“They have no wine.”

It isn’t a question. It isn’t even really an ask.

Rather it is a simple statement from a mother to her son. At the wedding feast of Cana, Mary makes the needs of the wedding couple known to Jesus. But how could He not have already known? Yet she models so beautifully the role of every Christian: to present our needs and the needs of others to the Lord. She does this with simplicity (she doesn’t muddy it up by telling Jesus how to remedy the problem) and full of trust (since her next words are to the servants, ‘Do whatever he tells you.’).

“They have no wine.”

Sometimes I think that I just keep presenting the same thing to the Lord over and over again. While in many ways that is true, there is also a sense in which it isn’t true enough. I am the one who gets tired of asking. I am the one who grows weary with bringing to the Lord that which He already knows better than I do. Unlike Mary, I am less convinced that He will hear my plea and respond generously to me. Instead, I find it necessary to instruct the Lord in how he might fulfill my need. I have the perfect idea for how the Lord might work in my life, if only He would listen.

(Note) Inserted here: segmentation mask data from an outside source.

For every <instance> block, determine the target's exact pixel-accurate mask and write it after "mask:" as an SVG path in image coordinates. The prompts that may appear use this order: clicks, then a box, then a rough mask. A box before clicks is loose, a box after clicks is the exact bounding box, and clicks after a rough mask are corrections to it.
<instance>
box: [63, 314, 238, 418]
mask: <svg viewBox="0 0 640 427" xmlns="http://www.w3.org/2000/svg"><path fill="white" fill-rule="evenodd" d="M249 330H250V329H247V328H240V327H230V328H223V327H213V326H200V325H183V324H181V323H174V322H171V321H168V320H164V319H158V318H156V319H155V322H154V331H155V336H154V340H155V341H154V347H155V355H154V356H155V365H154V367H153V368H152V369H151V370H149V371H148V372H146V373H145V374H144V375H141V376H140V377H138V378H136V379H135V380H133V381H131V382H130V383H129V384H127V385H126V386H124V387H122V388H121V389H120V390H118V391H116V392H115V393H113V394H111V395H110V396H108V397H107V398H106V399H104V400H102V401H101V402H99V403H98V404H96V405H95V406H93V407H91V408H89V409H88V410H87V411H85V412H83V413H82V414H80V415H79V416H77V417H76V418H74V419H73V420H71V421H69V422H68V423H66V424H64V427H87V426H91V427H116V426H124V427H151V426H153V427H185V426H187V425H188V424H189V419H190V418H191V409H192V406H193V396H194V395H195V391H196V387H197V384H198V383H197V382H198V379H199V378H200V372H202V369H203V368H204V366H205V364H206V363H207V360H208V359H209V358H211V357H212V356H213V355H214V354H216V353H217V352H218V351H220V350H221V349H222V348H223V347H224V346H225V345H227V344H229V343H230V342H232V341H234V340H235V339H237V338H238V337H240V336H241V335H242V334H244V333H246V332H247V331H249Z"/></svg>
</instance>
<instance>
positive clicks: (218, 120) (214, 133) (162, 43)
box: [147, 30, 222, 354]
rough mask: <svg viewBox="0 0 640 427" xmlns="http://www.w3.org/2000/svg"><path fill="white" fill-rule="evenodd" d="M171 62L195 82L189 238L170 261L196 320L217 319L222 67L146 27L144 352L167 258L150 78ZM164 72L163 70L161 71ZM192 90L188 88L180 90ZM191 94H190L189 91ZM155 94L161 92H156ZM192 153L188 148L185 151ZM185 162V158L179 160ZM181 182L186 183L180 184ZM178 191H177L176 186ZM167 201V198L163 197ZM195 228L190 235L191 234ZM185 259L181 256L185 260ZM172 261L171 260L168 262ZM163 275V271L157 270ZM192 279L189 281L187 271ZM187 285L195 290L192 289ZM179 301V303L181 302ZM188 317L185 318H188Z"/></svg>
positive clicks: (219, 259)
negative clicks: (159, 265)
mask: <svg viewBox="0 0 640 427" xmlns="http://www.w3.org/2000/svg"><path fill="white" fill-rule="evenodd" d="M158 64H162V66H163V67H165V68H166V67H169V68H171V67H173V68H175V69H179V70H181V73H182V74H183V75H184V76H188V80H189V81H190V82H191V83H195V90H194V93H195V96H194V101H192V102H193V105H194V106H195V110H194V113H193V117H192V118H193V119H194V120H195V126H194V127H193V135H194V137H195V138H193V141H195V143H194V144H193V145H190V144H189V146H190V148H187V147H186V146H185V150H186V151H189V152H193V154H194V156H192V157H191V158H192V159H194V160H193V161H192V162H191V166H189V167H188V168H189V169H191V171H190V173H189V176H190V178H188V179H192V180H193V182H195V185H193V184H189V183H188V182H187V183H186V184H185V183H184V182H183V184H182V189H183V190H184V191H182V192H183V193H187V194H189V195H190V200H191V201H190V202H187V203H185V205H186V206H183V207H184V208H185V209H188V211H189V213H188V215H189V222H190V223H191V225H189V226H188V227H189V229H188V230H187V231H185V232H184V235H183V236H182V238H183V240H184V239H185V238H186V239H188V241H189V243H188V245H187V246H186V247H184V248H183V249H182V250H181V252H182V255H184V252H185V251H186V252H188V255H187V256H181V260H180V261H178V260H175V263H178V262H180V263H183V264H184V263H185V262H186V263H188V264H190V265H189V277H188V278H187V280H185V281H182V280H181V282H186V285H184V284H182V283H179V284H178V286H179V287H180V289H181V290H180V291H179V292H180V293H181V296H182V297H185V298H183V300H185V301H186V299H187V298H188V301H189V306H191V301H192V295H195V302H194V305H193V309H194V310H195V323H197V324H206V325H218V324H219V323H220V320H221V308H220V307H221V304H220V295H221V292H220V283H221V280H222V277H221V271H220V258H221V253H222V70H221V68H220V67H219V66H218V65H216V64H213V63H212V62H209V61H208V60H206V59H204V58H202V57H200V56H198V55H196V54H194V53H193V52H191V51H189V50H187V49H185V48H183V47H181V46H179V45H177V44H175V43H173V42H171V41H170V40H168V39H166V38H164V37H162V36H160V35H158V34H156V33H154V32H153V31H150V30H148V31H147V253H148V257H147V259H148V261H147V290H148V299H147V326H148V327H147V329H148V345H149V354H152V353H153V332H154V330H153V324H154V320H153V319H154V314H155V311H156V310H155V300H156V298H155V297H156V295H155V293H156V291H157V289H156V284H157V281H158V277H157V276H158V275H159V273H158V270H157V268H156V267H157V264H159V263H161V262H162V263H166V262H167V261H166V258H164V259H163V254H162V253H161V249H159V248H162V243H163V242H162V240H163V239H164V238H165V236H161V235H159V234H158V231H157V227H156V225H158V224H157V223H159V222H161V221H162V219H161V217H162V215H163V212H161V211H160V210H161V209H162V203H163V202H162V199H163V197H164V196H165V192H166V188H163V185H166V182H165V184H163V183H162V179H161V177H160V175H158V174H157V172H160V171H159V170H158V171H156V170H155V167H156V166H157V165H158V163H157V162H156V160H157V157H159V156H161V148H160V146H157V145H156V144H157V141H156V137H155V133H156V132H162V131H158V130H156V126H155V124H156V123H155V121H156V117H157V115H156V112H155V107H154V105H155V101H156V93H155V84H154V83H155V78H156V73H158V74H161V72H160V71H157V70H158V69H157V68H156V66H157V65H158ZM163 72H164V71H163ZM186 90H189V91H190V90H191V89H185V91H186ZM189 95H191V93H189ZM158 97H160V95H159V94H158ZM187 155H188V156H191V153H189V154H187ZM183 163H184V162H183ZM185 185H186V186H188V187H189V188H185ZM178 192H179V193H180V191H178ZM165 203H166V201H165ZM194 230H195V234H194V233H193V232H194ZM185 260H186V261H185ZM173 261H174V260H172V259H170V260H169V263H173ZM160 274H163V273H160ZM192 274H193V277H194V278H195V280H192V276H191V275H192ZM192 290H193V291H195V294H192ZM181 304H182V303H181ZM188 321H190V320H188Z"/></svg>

Jesus, however, is secretive with His plans, hiding from us what the future holds, likely (for nearly all of us) for our own good. He has plans which I cannot fathom, ways to fulfill my longings which I could not guess, even if given thousands of years to do so. And His plans have the benefit of being good and perfect, rather than my own short-sighted idea of what might be good for me.

Take, for instance, the wine. The first sign in John’s Gospel is the changing of water into wine. It is at a wedding, which likely seemed rather ordinary and insignificant overall. Yet near the end of the Gospels, Jesus is present at another meal, not obviously significant initially, and He takes wine this time and changes it into Himself. At a very different sort of wedding, He offers His very self, laying down His life for His Bride.

Here we still find His mother, pointing the way to Jesus and instructing us to listen to Him. His words, however, are harder to follow. Instead of inviting us to drink a cup of wine, He asks if we can drink the cup He drinks. He demonstrates what it looks like to offer a total sacrifice. He gives us to His mother even as He gives His mother to us.

“Do whatever he tells you.”

Lord, grant us the grace to fill jars with water when what we want is wine.
Lord, grant us the grace to trust that You know our needs and desire to fulfill them, even more ardently than we desire them to be fulfilled.
Lord, grant us the grace to see how You keep transforming things in our life into what we could never expect.